MIT CSAIL’s AI model learns relationships among objects with minimal training data
A new study by a team of researchers at MIT, MIT-IBM Watson AI Lab, and DeepMind demonstrates the potential of symbolic AI applied to an image comprehension task. They say that in tests, their hybrid model managed to learn object-related concepts like color and shape, using that knowledge to suss out object relationships in a scene with minimal training data and “no explicit programming.”
“One way children learn concepts is by connecting words with images,” said study lead author Jiayuan Mao in a statement. “A machine that can learn the same way needs much less data, and is better able to transfer its knowledge to new scenarios.”
The team’s model comprises a perception component that translates the images into an object-based representation, and a language layer that extracts meanings from words and sentences and creates “symbolic programs” (i.e., instructions) that tell the AI how to answer the question.
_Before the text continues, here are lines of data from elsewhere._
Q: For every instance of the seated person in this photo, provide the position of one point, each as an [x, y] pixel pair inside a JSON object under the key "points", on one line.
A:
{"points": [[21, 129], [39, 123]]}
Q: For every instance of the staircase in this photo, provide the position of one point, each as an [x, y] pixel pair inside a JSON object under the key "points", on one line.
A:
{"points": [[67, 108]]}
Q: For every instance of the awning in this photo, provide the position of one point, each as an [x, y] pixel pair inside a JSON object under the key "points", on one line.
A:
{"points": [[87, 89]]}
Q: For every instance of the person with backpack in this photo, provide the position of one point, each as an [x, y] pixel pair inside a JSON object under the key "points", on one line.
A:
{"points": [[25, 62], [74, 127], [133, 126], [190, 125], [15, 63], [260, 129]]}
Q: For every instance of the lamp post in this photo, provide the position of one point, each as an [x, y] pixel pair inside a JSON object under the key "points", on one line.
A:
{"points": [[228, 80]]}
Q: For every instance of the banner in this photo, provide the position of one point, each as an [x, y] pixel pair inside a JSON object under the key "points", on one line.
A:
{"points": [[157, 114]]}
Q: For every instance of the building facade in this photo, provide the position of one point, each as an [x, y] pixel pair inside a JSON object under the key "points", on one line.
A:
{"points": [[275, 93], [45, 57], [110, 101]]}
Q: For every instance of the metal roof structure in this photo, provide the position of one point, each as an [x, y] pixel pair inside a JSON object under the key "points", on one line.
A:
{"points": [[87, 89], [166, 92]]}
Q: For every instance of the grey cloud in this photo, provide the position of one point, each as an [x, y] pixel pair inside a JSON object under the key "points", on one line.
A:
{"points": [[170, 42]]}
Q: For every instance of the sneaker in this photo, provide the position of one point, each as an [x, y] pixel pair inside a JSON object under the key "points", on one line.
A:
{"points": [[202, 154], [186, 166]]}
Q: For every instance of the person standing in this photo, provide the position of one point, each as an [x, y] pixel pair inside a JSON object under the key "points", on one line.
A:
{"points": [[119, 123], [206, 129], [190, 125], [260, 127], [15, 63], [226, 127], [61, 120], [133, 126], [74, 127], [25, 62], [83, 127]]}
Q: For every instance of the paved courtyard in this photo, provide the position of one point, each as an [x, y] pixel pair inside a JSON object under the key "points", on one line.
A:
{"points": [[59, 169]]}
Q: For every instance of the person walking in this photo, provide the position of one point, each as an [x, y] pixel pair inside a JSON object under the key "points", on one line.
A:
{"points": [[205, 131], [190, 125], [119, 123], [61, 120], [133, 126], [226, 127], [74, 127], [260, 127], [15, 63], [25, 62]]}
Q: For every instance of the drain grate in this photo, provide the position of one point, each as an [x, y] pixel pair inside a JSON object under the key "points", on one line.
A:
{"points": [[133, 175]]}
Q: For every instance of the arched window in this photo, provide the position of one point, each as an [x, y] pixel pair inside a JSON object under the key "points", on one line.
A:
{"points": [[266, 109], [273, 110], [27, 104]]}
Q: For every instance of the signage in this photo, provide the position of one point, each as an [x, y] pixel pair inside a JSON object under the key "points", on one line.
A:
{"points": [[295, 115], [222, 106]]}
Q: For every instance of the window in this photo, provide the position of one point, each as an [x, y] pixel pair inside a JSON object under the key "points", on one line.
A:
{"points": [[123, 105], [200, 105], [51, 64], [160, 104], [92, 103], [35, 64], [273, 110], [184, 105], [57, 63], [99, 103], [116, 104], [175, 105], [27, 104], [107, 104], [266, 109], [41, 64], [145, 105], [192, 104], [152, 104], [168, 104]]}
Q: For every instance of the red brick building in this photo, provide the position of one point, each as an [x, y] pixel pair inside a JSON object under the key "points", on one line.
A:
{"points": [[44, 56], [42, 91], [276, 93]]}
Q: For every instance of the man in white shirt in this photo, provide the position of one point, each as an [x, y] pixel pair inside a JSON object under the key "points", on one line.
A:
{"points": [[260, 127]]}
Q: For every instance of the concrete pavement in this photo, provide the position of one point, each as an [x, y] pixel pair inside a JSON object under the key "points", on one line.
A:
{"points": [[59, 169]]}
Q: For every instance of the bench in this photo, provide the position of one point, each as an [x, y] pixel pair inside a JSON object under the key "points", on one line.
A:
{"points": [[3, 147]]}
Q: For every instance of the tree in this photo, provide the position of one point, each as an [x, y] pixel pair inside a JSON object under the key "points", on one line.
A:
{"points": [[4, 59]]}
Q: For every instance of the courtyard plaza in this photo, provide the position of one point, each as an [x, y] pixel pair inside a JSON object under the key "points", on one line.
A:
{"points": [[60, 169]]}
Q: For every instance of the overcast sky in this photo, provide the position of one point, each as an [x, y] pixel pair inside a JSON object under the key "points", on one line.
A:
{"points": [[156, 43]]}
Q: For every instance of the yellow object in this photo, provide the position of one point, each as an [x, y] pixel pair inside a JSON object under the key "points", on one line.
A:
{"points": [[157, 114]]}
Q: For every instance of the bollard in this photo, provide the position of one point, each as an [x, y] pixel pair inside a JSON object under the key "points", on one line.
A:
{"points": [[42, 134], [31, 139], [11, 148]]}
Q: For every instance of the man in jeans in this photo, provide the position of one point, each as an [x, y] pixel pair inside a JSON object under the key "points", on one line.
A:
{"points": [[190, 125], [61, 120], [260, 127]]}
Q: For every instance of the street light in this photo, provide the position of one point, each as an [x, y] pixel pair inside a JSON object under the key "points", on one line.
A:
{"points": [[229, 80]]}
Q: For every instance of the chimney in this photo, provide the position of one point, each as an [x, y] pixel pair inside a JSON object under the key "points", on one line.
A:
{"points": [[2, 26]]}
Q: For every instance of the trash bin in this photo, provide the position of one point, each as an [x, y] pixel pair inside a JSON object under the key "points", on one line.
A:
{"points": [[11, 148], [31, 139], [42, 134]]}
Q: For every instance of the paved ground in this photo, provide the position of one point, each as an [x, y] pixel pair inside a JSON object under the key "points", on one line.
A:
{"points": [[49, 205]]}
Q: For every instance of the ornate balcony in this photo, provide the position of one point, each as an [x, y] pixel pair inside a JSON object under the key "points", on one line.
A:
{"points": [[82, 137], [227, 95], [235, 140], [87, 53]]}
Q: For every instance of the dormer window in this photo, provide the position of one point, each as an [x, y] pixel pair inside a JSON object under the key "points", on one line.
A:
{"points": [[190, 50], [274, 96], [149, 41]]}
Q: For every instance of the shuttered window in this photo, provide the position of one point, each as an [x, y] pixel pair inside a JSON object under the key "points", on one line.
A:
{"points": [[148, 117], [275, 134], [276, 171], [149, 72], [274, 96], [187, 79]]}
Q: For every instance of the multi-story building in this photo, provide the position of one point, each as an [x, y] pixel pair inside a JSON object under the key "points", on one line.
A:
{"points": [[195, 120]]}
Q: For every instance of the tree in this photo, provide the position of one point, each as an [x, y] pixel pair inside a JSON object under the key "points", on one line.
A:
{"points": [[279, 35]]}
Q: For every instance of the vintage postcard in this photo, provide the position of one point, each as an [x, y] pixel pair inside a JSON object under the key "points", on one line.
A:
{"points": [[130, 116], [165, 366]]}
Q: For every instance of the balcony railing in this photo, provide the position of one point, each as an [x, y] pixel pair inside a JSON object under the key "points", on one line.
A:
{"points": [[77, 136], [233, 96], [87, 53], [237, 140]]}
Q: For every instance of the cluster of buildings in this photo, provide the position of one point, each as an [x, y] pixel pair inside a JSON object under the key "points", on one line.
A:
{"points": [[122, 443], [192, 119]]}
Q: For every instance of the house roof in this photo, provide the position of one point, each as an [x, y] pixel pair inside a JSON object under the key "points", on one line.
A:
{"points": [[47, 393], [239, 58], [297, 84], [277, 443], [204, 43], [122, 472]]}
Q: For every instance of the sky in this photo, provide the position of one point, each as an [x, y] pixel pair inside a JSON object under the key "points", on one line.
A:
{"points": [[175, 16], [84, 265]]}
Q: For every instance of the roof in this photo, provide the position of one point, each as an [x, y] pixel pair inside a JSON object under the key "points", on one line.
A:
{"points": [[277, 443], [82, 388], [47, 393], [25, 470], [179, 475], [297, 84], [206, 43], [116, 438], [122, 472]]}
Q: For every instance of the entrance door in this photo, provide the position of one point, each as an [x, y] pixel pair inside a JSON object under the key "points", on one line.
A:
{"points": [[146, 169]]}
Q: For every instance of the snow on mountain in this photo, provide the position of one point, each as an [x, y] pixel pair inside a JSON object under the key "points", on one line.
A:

A third module runs the symbolic programs on the scene and spits out an answer, updating the model when it makes mistakes.
The researchers trained it on images paired with related questions and answers from Stanford University’s CLEVR image comprehension test set. (For example: “What’s the color of the object?” and “How many objects are both right of the green cylinder and have the same material as the small blue ball?”) The questions grew progressively harder as the model learned, and once it mastered object-level concepts, the model advanced to learning how to relate objects and their properties to each other.
In experiments, it was able to interpret new scenes and concepts “almost perfectly,” the researchers report, handily outperforming other bleeding-edge AI systems with just 5,000 images and 100,000 questions used (compared with 70,000 images and 700,000 questions). The team leaves to future work improving its performance on real-world photos and extending it to video understanding and robotic manipulation.